Movin’ On Up

June 20, 2010

I had finally gotten my resume into a form that looked acceptable for potential buyside recruiting. Unfortunately, no one told me that the world around me was about to collapse and that we were heading straight into recession abyss. Beside the point, the resume looked professional enough with sexy code names riddling the top half. The code names served as a double entendre of sorts: sure, they were deals that I was working on or had worked on, but they also never closed. There’s an unwritten rule in the Analyst Handbook for Getting the Fuck Out of Banking: If you haven’t closed anything, put deals that you have worked on and slap on a code name (write that down!). I had received a few introductions to various headhunters via the Confidante and hoped for the best. Having barely a year of experience doesn’t exactly bode well for buyside recruiting but it’s not completely hopeless.

We had been informed by the division head that we’d be moving to join a structured product group.
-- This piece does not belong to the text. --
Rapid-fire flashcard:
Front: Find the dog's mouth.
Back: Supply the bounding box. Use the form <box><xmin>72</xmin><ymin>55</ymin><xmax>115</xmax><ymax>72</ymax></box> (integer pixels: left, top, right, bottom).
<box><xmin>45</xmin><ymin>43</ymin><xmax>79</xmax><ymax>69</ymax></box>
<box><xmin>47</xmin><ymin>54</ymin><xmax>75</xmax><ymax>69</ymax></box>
We would subsequently move from the cocoon of anonymity, cubicles and offices to a wide open trading floor, where at any given moment, the global head of the division would be able to walk down the throw, peer over you shoulder, and ask you random questions relating to your work. The head of our particular division was particularly unnerving. His gait was often slow and deliberate down the long row of trading desks down to his office even though his gaze was intense and penetrating. He was somewhat of a legend amongst the floor: hired as a post-MBA associate under one of the oldest MDs on the floor, burned through various analysts who worked under him, and climbed the corporate ladder to division head (at which point, said hiring MD was his minion). While the division head maintained his desk on the floor, he spent most of his type in one of the glass offices which gave him access to a full, panoramic view of the floor.

The group that we had joined was one that we’d work closely with in the past. By sheer randomness, the associate in that group happened to be a close family friend of my Godparents. We immediately hit it off and it occurred to me that she would be an important ally (my gut reaction was, in fact, correct). As there was not enough space in the immediate row for the new analysts (moi, Mr. Burrito and Smelly Homeless Kid), we were cast around the corner to a desk that could only be described as the jewish-quant desk. Apparently, in order to work in *that* group, one needed to be a serious jew (yarmulkes) AND a serious quant (phd).

At this point (circa March/April 2008), we had entered what seemed to be the second or third of an indefinite round of layoffs. I had watched as the multitude of analysts from my class had gotten the axe and waited with bated breath for my turn. Timing is everything.